Pushing OCR Performance with MVTec HALCON: Testing OCR Viability

Published on October 16, 2019 by TIS Marketing.

This post, Testing OCR Viability is the first in a series of 7 posts from Pushing OCR Performance with MVTec HALCON: 1, 2, 3, 4, 5, 6, 7.

Optical character recognition (OCR) is a standard task in machine vision and image processing. Many different applications (e.g. automatic object recognition, quality control, packaging) rely on the power of OCR to read characters or symbols during processing. HALCON uses a classification-based system for OCR which requires the segmentation of characters from their background. After segmentation, the characters are read using a pre-trained classifier. HALCON's integrated development environment, HDevelop, offers wide-ranging OCR functionality from the easy-to-use assistant to the training of custom classifiers for specific fonts.

This series offers a short overview of possible approaches when using optical character recognition in HDevelop, beginning with a look at the general settings of the OCR assistant.

A common scenario would be to to use OCR to read the best-by dates on butter packaging (below, fig. 1). (The original image can be downloaded at the bottom of this page).

Fig. 1: Butter packaging: Image of dot-matrix characters in best-by date.
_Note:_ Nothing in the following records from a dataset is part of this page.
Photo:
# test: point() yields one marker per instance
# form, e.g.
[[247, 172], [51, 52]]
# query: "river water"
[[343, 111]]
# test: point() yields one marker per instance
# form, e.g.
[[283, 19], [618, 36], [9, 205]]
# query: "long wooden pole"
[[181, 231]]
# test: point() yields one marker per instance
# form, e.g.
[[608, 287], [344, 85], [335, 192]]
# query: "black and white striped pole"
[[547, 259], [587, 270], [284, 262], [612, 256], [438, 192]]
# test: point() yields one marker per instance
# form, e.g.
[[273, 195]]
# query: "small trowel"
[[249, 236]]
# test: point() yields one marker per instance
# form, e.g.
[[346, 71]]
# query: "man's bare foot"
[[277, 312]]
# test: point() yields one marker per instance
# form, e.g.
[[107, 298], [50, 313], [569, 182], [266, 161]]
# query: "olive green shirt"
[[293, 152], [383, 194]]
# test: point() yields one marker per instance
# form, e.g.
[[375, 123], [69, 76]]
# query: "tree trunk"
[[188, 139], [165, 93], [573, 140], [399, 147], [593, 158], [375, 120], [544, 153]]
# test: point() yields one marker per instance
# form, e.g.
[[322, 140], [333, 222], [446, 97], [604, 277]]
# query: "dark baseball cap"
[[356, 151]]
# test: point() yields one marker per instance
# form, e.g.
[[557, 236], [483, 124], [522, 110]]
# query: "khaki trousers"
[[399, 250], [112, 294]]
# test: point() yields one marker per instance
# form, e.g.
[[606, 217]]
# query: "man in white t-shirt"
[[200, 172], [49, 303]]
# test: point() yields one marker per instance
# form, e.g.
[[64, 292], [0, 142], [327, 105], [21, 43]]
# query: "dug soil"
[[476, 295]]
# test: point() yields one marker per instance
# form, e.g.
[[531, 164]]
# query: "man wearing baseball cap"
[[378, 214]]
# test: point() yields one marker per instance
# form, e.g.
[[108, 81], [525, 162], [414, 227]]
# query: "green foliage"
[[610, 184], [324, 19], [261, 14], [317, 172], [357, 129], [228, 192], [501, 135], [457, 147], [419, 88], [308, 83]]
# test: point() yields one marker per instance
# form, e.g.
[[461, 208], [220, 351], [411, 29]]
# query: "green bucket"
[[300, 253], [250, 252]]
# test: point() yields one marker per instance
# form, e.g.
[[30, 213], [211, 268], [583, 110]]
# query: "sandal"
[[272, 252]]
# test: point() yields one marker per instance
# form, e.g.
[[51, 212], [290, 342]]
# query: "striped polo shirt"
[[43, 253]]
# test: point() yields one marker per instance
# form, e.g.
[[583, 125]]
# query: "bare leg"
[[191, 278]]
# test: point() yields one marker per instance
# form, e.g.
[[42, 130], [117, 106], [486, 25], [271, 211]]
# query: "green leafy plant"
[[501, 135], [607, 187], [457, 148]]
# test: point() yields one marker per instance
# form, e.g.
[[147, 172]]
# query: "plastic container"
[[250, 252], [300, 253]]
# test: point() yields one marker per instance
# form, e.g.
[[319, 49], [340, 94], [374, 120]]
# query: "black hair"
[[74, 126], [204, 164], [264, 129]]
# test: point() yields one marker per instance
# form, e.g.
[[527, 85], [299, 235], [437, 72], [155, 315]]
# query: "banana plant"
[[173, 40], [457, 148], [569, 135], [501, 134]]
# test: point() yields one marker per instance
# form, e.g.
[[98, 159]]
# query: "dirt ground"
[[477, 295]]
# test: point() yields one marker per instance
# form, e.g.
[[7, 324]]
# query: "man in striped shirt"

Testing OCR Viability for the Application

To quickly test OCR viability for the application at hand, HDevelop's OCR assistant provides a good starting point. First, load a sample image. Then, draw a bounding box to create a region of interest and define the expected text to be read in this region by entering it into the third field (see Fig. 3). After clicking on Apply Quick Setup, the assistant automatically tries to determine suitable parameters for segmentation and classification of the characters; the resulting regions and classes will be directly displayed in the image. If the assistant fails to find suitable parameters using Quick Setup, there are ways to fine-tune the parameters so that functional segmentation and classification can be achieved. Quick Setup tries to find good starting parameters and will not perform a long optimization process for finding them. Fig. 2 (below, right) shows the region of interest on the packaging and Fig. 3 the corresponding setup in the OCR assistant. Fig. 4 shows the results of the quick setup: segmentation and classification of characters with estimated parameters.

Fig. 2 (top, right): Region of interest for OCR on butter packaging. Fig. 3 (left): OCR assistant Quick Setup for butter wrapper. Fig. 4 (bottom, right): Results of Quick Setup.